Methods of Nicotine Replacement


Stop Smoking aids appear to be available everywhere. You can take a few different tablets, some gum, and even a patch. So, which ones are effective and which are not? That is an excellent question. Let’s only look at nicotine replacement therapy and how they stack up against quitting cold turkey. Best way to find the 72mg nicotine 1 litre.

  1. Nicotine Gum
  2. Nicotine Lozenge
  3. Nicotine Patch
  4. Nicotine Inhaler
  5. Nasal Nicotine Spray

Every nicotine replacement therapy targets a different aspect of the smoker’s habit and addiction. To begin with, it addresses nicotine addiction by providing a different mode of nicotine administration. This is significant because the body receives nicotine without the severe side effects of tobacco products. Second, the therapy aims to imitate a behavioral component to keep the hands and tongue busy. The only exception would be transdermal patches.

Nicotine Gum

This is one of the most popular and oldest over-the-counter smoking cessation medications on the market. It is available without a prescription in two strengths: 2 and 4 mg. Most people employ this procedure incorrectly, resulting in adverse effects and poor outcomes. When taken correctly, there do not appear to be any long-term or persistent adverse effects to this type of nicotine replacement. It effectively increases your chances of stopping cold turkey.

Nicotine Lozenge

This product is also accessible without a prescription. These function similarly to nicotine gum. It may be easier for people because it does not need to be chewed. However, it has side effects similar to gum and costs about the same as a pack of cigarettes daily. It also has the same success rate as nicotine gum, nearly twice that of going cold turkey.

Nicotine Patch

The Patch is accessible without a prescription over the market. It allows for consistent nicotine absorption through the skin and maintains nicotine levels in the body that are remarkably similar to traditional smoking. Moving about the skin contact area is critical to reduce adverse effects such as mild skin irritation and dermatitis. People suffering from eczema or psoriasis may be reluctant to employ this smoking cessation method. However, like most other nicotine replacement medications, the Patch increases your chances of quitting cold turkey.

Nicotine Inhaler

A nicotine inhaler differs from an inhaler used to treat asthma or COPD. Nicotine is administered through the tongue rather than the lungs. Each nicotine inhaler has 10mg of nicotine in it. Doses might range from 4 to 16 inhalers per day. Because this style of therapy necessitates so much hand-to-mouth action, it may be great for folks who need something to do with their hands. Soft tongue and throat irritation appear to be the only side effects.

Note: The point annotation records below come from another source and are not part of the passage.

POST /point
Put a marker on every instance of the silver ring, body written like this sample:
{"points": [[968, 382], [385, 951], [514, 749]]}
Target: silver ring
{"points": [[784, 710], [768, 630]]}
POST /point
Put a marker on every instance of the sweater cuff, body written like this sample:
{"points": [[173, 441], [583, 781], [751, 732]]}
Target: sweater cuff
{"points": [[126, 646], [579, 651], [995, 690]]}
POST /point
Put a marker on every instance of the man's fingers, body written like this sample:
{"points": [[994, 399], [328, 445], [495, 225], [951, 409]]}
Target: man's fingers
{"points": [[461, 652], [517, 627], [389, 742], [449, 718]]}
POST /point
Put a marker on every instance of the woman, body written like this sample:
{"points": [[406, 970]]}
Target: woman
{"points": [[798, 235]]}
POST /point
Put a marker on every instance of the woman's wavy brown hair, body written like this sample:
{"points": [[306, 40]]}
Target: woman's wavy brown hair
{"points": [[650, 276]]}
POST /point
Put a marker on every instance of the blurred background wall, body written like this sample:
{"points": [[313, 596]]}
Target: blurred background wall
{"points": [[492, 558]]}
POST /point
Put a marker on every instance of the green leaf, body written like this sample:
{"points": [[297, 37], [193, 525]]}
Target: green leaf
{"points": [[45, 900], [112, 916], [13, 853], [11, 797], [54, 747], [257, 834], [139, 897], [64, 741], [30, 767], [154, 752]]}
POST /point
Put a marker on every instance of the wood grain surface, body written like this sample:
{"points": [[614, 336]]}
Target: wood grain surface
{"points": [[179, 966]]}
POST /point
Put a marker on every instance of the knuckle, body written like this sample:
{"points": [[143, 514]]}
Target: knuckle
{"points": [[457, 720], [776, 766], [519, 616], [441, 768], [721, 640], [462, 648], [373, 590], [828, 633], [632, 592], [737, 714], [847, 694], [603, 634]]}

However, this therapy necessitates some coordination, which may not be adequately accomplished by persons who have arthritis or other comparable physical issues. The results are similar to those of different nicotine replacement regimens. However, it is crucial to note that this is only available by prescription and is the most expensive form of nicotine replacement treatment.

Nasal Nicotine Spray

The nasal spray is swiftly absorbed into the bloodstream and has been compared to smoking in terms of how quickly it makes a person feel satisfied. The quit-smoking rates are comparable to other nicotine replacement therapy, ranging from 5 to 7.5%. Unfortunately, nicotine nasal spray may prolong addiction by one year in 3 to 13% of users, possibly due to greater blood nicotine levels with this nicotine replacement therapy. This is a substantially longer time of dependence than is seen with other nicotine replacement therapies. In addition, nasal discomfort is a common side effect, especially in the first 48 hours, but it can last for several weeks after that.

Each of these therapies has a lot more to learn about them. How to use the drug, a complete list of adverse effects, worries about its use, etc. Some people try to utilize them in conjunction with one another or with other quit-smoking assistance. This should only be done under the supervision of a licensed physician.